Presque distraitement, il remarqua qu'il y avait quelque chose qui ne collait pas avec l'expression de Sephiroth, lequel avançait en direction du Président Shinra, qui bégayait en exigeant de savoir où il était passé depuis 5 ans. L'argenté gloussa doucement en réponse, et Barrett frissonna. Le son… avait quelque chose de vaguement brisé, au mieux, et au pire il sonnait complètement dérangé.
–Bonsoir… Président Shinra. Je pense… que vous savez pourquoi je suis là. Vous l'avez faite disparaître… il est temps que vous payez.
–Je… je ne vois pas de quoi vous parlez… Urk ! Grogna Shinra comme Sephiroth l'empalait avec Masamune, son expression aussi froide que le Continent Nord.
Barrett trébucha dans sa hâte de s'éloigner des deux hommes, la pointe de l'épée beaucoup trop proche à son goût, et il se retrouva au sol, rampant presque à quatre pattes pour s'éloigner.
–Vous savez très bien de qui je parle, siffla-t-il ensuite, faisant frissonner les spectateurs. Hojo l'a harcelée avec votre bénédiction, malgré tous mes avertissements. Elle en venait à ne plus oser sortir pendant des semaines à cause de lui ! La seule chose qui m'empêche de m'occuper de lui est que Mère a dit qu'il était encore utile. Vous, en revanche… vous ne nous servez à rien. Alors adieu, Président, gronda-t-il en arrachant Masamune du corps de l'homme, provoquant une gerbe de sang.
Shinra s'écroula au sol, se vidant de son sang bien trop rapidement pour que les membres d'AVALANCHE présents aient le temps de le sauver… en admettant qu'ils en aient envie. À l'heure actuelle, cependant, indépendamment qu'ils se préparaient pour un combat qui s'annonçait long et difficile au mieux, presque tous pensaient la même chose sans le savoir. Elle ? Qui ça, elle ? Tous, sauf Aerith. Elle savait de qui il parlait… tout comme elle savait que cette personne n'était plus là. Elle n'était cependant pas morte pour autant, ce qui la rendait confuse. Elle n'était plus sur la Planète… mais elle n'était cependant pas dans la Rivière de la Vie, la jeune femme en était certaine. Où était-elle dans ce cas ? Se demanda-t-elle tout en se préparant comme les autres.

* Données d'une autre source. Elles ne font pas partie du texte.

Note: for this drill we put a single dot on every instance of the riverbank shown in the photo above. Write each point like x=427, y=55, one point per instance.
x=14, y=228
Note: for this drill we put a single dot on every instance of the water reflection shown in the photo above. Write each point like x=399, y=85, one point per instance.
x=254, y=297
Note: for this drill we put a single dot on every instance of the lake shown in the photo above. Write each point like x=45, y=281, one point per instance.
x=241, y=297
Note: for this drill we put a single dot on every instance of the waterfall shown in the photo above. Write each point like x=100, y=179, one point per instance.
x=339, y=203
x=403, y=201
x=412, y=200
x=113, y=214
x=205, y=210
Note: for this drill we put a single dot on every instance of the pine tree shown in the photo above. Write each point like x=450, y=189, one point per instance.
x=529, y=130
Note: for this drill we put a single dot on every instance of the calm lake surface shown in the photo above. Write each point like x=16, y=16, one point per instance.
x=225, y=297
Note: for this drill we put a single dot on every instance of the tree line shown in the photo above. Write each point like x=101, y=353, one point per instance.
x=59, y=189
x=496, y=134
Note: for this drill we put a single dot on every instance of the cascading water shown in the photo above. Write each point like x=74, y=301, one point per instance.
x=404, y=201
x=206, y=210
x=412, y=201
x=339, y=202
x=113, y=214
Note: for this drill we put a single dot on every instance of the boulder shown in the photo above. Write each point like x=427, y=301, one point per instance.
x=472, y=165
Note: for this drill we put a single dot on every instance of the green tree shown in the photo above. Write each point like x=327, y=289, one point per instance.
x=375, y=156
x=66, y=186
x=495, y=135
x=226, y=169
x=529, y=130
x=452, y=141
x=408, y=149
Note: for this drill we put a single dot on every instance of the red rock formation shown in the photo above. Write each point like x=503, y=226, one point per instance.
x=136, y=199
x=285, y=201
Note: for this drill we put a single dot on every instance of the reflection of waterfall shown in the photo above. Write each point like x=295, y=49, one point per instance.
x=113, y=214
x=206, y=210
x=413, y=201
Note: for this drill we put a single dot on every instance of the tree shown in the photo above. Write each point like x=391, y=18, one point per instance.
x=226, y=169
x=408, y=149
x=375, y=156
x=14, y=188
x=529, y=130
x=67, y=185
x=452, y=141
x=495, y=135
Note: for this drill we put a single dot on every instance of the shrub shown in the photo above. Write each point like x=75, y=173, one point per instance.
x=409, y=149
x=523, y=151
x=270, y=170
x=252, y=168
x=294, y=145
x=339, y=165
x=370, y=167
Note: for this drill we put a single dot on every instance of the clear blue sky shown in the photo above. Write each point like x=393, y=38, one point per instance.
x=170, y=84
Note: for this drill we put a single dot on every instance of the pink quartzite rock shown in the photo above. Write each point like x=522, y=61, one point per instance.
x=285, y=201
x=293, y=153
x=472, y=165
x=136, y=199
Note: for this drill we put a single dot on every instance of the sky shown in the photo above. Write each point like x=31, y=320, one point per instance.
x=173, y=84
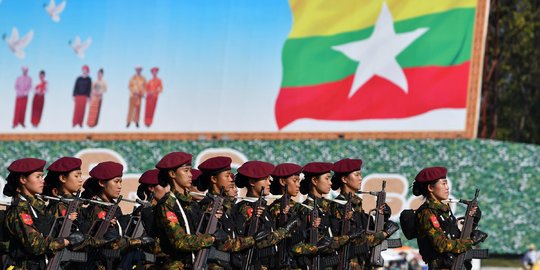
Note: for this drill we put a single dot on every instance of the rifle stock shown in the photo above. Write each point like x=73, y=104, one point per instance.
x=466, y=231
x=201, y=262
x=253, y=227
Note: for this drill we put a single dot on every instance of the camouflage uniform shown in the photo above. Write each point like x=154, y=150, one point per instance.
x=235, y=242
x=171, y=229
x=266, y=249
x=358, y=249
x=296, y=241
x=26, y=225
x=438, y=234
x=324, y=229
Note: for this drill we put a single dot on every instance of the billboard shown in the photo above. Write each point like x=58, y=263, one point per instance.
x=240, y=69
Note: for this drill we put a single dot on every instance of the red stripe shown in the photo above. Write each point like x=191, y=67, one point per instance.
x=429, y=88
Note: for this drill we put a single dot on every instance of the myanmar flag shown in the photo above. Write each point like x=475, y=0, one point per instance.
x=368, y=59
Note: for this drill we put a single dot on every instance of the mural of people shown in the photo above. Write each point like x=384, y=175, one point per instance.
x=23, y=84
x=98, y=88
x=137, y=87
x=153, y=89
x=81, y=92
x=39, y=99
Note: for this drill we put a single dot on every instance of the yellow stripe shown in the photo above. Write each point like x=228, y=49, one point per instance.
x=329, y=17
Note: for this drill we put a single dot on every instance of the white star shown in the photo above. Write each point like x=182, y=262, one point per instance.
x=377, y=54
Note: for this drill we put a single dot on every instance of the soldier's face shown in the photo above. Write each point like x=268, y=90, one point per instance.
x=183, y=177
x=72, y=182
x=440, y=190
x=224, y=179
x=354, y=180
x=112, y=188
x=33, y=183
x=263, y=183
x=323, y=183
x=293, y=184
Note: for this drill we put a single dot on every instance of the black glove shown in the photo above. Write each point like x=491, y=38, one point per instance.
x=390, y=227
x=356, y=234
x=220, y=236
x=387, y=212
x=292, y=224
x=323, y=246
x=76, y=238
x=262, y=235
x=147, y=241
x=478, y=237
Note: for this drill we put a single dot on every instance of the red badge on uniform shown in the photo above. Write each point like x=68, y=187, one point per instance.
x=102, y=214
x=435, y=222
x=171, y=217
x=27, y=219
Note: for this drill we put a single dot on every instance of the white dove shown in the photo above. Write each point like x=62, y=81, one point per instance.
x=17, y=44
x=80, y=47
x=54, y=10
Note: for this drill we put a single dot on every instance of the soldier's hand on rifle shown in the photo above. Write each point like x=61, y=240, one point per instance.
x=75, y=238
x=478, y=236
x=316, y=223
x=260, y=211
x=390, y=228
x=73, y=216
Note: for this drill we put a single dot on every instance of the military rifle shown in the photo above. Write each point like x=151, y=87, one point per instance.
x=466, y=232
x=345, y=230
x=282, y=247
x=66, y=255
x=252, y=230
x=376, y=258
x=201, y=262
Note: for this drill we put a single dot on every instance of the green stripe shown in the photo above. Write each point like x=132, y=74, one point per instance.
x=311, y=61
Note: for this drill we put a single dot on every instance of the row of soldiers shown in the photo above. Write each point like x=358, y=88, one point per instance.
x=170, y=229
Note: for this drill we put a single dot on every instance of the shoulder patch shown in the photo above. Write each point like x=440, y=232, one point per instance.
x=102, y=214
x=27, y=219
x=171, y=217
x=435, y=221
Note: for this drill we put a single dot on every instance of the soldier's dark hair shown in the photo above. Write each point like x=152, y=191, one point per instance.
x=422, y=188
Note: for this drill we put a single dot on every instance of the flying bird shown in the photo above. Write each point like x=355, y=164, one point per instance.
x=17, y=44
x=80, y=47
x=54, y=10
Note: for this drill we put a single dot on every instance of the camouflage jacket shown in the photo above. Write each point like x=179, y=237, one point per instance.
x=24, y=226
x=437, y=231
x=359, y=221
x=171, y=229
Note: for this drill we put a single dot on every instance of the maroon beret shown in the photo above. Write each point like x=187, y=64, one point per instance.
x=431, y=174
x=149, y=177
x=195, y=174
x=256, y=169
x=107, y=170
x=347, y=165
x=285, y=170
x=174, y=160
x=215, y=164
x=26, y=165
x=65, y=164
x=316, y=168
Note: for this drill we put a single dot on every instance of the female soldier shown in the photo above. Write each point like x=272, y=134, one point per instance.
x=63, y=179
x=286, y=180
x=348, y=179
x=316, y=185
x=255, y=176
x=25, y=220
x=105, y=184
x=176, y=215
x=438, y=233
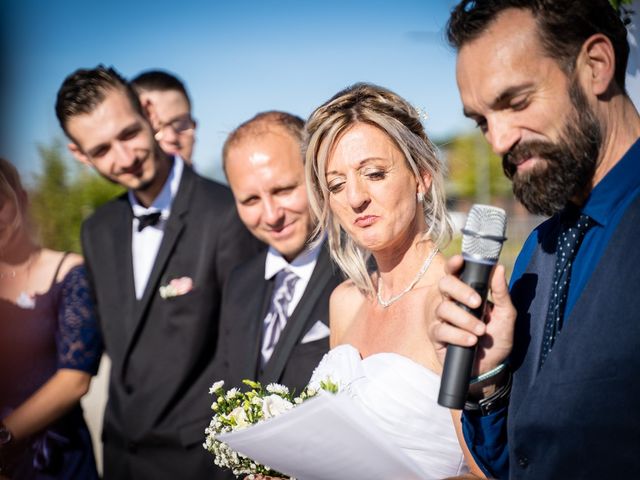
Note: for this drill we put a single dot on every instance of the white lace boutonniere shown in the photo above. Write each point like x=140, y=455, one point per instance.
x=176, y=287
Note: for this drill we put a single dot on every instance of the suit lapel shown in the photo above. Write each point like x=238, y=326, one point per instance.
x=257, y=307
x=299, y=319
x=172, y=232
x=121, y=226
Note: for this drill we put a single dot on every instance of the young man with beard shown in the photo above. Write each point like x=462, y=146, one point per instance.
x=544, y=80
x=157, y=258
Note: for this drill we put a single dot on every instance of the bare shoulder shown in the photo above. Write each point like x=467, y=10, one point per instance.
x=346, y=300
x=66, y=262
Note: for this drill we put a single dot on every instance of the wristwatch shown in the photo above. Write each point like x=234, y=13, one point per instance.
x=492, y=403
x=5, y=435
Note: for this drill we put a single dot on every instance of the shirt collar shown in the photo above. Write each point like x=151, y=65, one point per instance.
x=302, y=265
x=163, y=201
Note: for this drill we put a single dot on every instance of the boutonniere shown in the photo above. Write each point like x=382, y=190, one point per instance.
x=176, y=287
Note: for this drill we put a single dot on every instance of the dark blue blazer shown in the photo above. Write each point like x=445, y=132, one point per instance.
x=579, y=417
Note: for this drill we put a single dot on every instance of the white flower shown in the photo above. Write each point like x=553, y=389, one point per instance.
x=232, y=393
x=275, y=405
x=177, y=286
x=240, y=416
x=216, y=386
x=277, y=388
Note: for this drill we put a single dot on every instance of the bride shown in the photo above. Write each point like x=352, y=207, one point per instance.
x=376, y=189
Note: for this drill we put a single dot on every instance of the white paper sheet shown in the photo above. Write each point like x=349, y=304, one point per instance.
x=325, y=438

Barrett déglutit en voyant l'attention du Général de Glace se tourner vers lui, se demandant dans un coin de son esprit s'il aurait le temps de lever son arme avant de se faire transpercer. Sephiroth… avait l'air complètement cinglé, réalisa-t-il, une lueur folle et meurtrière dansant dans son regard comme il levait son épée. Le colosse, toujours assit par terre, fit mentalement ses prière, s'excusant envers Marlène pour ne pas avoir tenu parole. Désolé ma chérie, on dirait bien que ton père ne rentrera pas cette fois. Avant de sursauter comme tout le monde au rugissement qui résonna dans le bureau opulent, s'adressant à Sephiroth de toutes les personnes.
–SEPHIROTH ! Tonna quelqu'un, faisant se figer l'ancien général au milieu de son coup d'épée, ouvrant de grands yeux terrifiés. JE PEUX SAVOIR CE QUE TU FOUS ENCORE COMME CONNERIES CES TEMPS-CI ?

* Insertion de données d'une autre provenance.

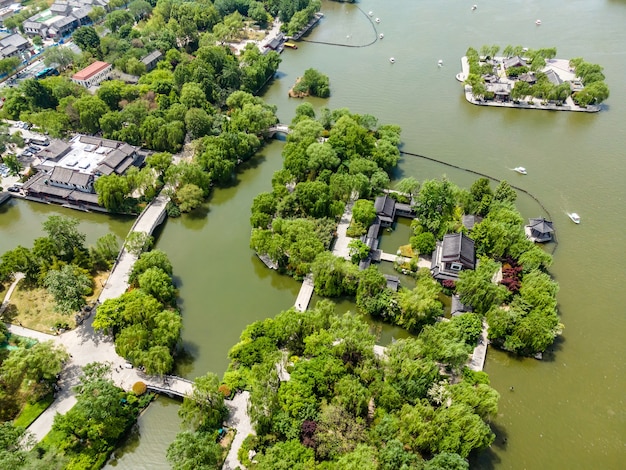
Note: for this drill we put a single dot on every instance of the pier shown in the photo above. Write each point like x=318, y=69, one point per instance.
x=305, y=294
x=316, y=18
x=477, y=361
x=4, y=196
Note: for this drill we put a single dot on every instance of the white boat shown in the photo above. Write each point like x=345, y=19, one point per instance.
x=574, y=216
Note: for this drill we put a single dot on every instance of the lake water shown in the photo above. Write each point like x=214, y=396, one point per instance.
x=567, y=411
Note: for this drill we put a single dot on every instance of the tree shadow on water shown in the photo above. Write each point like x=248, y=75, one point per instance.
x=185, y=358
x=488, y=458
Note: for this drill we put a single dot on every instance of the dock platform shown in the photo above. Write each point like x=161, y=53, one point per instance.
x=305, y=294
x=477, y=362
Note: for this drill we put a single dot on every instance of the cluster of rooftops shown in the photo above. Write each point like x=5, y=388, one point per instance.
x=61, y=18
x=68, y=169
x=455, y=253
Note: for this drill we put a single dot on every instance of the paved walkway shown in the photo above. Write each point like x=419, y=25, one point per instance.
x=85, y=345
x=5, y=303
x=238, y=418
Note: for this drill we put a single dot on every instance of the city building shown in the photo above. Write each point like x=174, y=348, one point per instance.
x=68, y=170
x=152, y=59
x=93, y=74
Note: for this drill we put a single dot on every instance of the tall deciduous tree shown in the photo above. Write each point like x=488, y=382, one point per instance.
x=204, y=409
x=194, y=450
x=112, y=191
x=68, y=286
x=364, y=212
x=64, y=231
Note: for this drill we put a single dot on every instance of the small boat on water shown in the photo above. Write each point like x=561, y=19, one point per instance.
x=574, y=216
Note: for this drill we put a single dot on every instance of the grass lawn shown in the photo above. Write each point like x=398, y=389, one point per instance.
x=30, y=412
x=407, y=251
x=34, y=308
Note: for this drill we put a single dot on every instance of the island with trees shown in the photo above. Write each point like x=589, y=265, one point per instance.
x=312, y=83
x=531, y=79
x=322, y=393
x=322, y=397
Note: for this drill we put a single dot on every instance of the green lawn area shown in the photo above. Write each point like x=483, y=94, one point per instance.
x=33, y=307
x=30, y=412
x=76, y=461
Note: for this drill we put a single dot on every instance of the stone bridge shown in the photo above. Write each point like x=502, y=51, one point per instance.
x=278, y=129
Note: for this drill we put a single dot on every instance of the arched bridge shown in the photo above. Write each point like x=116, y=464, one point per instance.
x=278, y=129
x=170, y=385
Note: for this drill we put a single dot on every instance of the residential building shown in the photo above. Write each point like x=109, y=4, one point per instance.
x=452, y=255
x=152, y=59
x=385, y=210
x=93, y=74
x=69, y=170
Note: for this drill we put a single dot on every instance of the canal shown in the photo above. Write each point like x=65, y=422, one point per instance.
x=567, y=411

–Rien ? Couina presque le concerné sur un ton hésitant, à la surprise générale.
Comme s'il répondait par réflexe plus qu'autre chose, ne semblant même pas s'en rendre compte avant que le mot ne sorte de sa bouche. Et Barrett cligna des yeux avec surprise en le voyant se faire tout petit, rentrant la tête dans les épaules avec un air terrifié, regardant en direction des grandes portes du bureau. Profitant de l'occasion pour s'éloigner de l'ex-général, Barrett se releva précipitamment et rejoignit Cloud et les autres, le blondinet donnant l'impression d'être un poussin Chocobo qui venait de croiser un Loup de Nibel. En d'autres circonstances, le grand black aurait trouvé la façon dont son cadet se cachait derrière lui amusante, voire peut-être même adorable, mais vu comment Sephiroth lui-même ressemblait soudain à un Chocobo prit dans les phares, il ne savait pas s'il devait s'inquiéter de leurs chances de s'en sortir ou pas. Surtout considérant que le type qui venait d'entrer devait avoir facilement la quarantaine, si ce n'est plus, et était couvert de cicatrices. Pourtant, vu la réaction des deux anciens SOLDATS, on aurait pu croire qu'il s'agissait d'un Tomberry. Avec la voix d'un dragon, se dit le chef d'AVALANCHE, contemplant la scène avec une certaine inquiétude, même si le vieux guerrier avait l'air de les ignorer pour l'instant.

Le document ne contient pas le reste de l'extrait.